Shuffling cowboy boots kicked dirt up into the air as people made their way to the shady stands, waiting for the show to begin.
Over 200 people attended the Parade of Breeds, co-hosted by the Boots and Saddles Club and Pre-Veterinary Club, at the Pierce Equestrian Center on Nov. 5.
The Equine/Horse Science Department Advisor, Patricia Warner, thought the event was successful and said she couldn’t believe how many people came out to support the event.
“I’m going to burst into tears,” Warner said. “It’s been fantastic.”
The show was held in the covered arena and began at 11:15 a.m. after an accident on the freeway delayed the start of the show by 15 minutes.
One by one, horses were led into the arena and Warner gave hints over the microphone about what the breed of each horse could be.
According to Warner, many people brought horses from the Lancaster area and someone brought a horse from as far as Hemet, California. She said there were at least 35 different breeds among the 40 horses in the parade.

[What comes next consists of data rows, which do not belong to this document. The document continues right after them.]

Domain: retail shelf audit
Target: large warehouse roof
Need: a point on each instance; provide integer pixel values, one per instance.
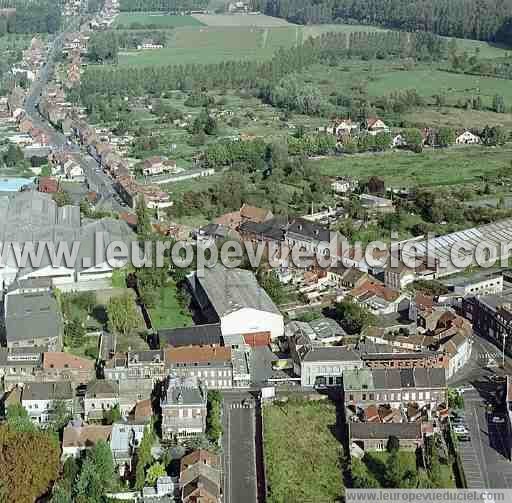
(495, 235)
(230, 290)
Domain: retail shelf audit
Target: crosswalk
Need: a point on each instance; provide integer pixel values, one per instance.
(496, 356)
(239, 405)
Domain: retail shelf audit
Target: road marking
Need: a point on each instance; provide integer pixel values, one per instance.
(484, 472)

Aside from being an event for community members, the show doubles as a test for one of Warner’s classes. Warner’s students sat in the stands, writing down the color and breed of each horse as they came out the first time around.
The horses were brought out again after an hour intermission and Warner announced the breeds.
The intermission included barrel racing, jumping and reining demonstrations in the middle arena.
Public Relations of the Pre-veterinary Club Ravi Ramakrishnan said the event proved to be a good opportunity for cooperation between this year’s co-hosts.
“I’d say it was a good collaboration between Boots and Saddles and Pre-Vet because they’re usually competing clubs, so it was nice to see them come together and work and raise money to ultimately help the clubs stay around,” Ramakrishnan said.
The Pre-Veterinary Club had a petting zoo at the event, where people could feed the donkeys and goats.
Pierce student Christina Troupe said that even though she’s scared of horses, she loved the event and plans to return next year.
“I love animals and when I saw there was a petting zoo, I was like, ‘I have to go,’” Troupe said. “We got to pet them and it was so cute. We were even able to feed the donkeys. I loved it.”
There was a kids’ activity station by the entrance of the event where children could color, pose for photos on top of a saddle, get their faces painted, and decorate horseshoes.
The Boots and Saddles Club sold food and drinks as a way of fundraising. The treasurer of the club, Makenna Kellogg, said the food sold well and that she was glad with how prepared the club was.
Kellogg said she thinks the Boots and Saddles Club can work again with the Pre-Veterinary Club for next year’s Parade of Breeds.
“I think it would just take a little more organization between the two,” Kellogg said.